There are $n$ points on a circle ($n>1$). Define an "interval" as an arc of a circle such that it's start and finish are from those points. Consider a family of intervals $F$ such that for every element of $F$ like $A$ there is almost one other element of $F$ like $B$ such that $A \subseteq B$ (in this case we call $A$ is sub-interval of $B$). We call an interval maximal if it is not a sub-interval of any other interval.
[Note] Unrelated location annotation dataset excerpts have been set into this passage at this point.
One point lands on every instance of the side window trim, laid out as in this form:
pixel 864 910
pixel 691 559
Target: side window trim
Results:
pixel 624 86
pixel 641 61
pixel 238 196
If $m$ is the number of maximal elements of $F$ and $a$ is number of non-maximal elements of $F,$ prove that $n\geq m+\frac a2.$
Problem
Source: Iran TST 2011 - Day 1 - Problem 3
Tags: combinatorics unsolved, combinatorics
11.05.2011 03:52
My attempt at a solution.
19.05.2011 12:36
Define a chain on the circle as follows: $I_{1}\subset I_{2}\subset ....\subset I_{n}$ where $I_{i}$ is an arc on circle with length $i$. Easily the number of chain is $n2^{n-2}$ Now define$ \Lambda_{1}$ the subset of chains which contains a maximal element and $\Lambda_{2}$ the subset of chains which containes a non-maximal element and no maximal element. We have $\Lambda_{1}\cap \Lambda_{2}=\emptyset$ and any two member of $\Lambda_{1}$ and $\Lambda_{2}$ are disjoint. Easily we have $|\Lambda_{1}|=m2^{n-2}$ and $|\Lambda_{2}|=a2^{n-3}$. But we have $|\Lambda_{1}|$+$|\Lambda_{2}|\leq n2^{n-2}$ which solves the problem.
29.06.2015 01:34
"almost" should be "at most" in question.
06.01.2016 15:48
Well, if you use the end points of the interval, this is easy.
07.02.2016 22:09
Create a multigraph $G$ on the vertices of the circle with a red edge between vertices $u$ and $v$ corresponding to a non-maximal arc, and blue edge corresponding to a maximal arc. It is not difficult to see that each vertex has red degree at most $2$ and blue degree at most $2$. Furthermore, if a vertex is adjacent to $2$ non-maximal arcs or $2$ maximal arcs, then these two arcs must be in different directions (clockwise and counterclockwise). Now let $A$ be the set of vertices with blue degree $2$, $B$ with blue degree $1$ and $C$ with blue degree $0$. Consider some arbitrary red edge between vertices $u$ and $v$. If $u,v \in A$, then there are maximal arcs going both directions (clockwise and counterclockwise) from each of $u$ and $v$, so $uv$ is contained in two maximal arcs, contradiction. Let $B' \subseteq B$ be the set of all vertices in $B$ which are connected by a red edge to a vertex in $A$. We make two claims about the vertices in $B'$ which I think are easy to prove but annoying to write down, and I can discuss them further if someone wants a proof or has a counterexample. i) Each vertex in $B'$ is connected by a red edge to at most one vertex in $A$ ii) Two vertices in $B'$ cannot be connected by a path of red edges going through vertices in $B$ So now, delete every red edge adjacent to a vertex in $C$. We will delete at most $2|C|$ edges like this. By i) and ii), it is easy to see that there are at most $|B|$ red edges adjacent to a vertex in $B$. So we get $m = |A| + \frac{|B|}{2}$ and $\frac{a}{2} \le \frac{|B|}{2} + |C|$, so $m+ \frac{a}{2} \le |A|+|B|+|C| = n$, as desired.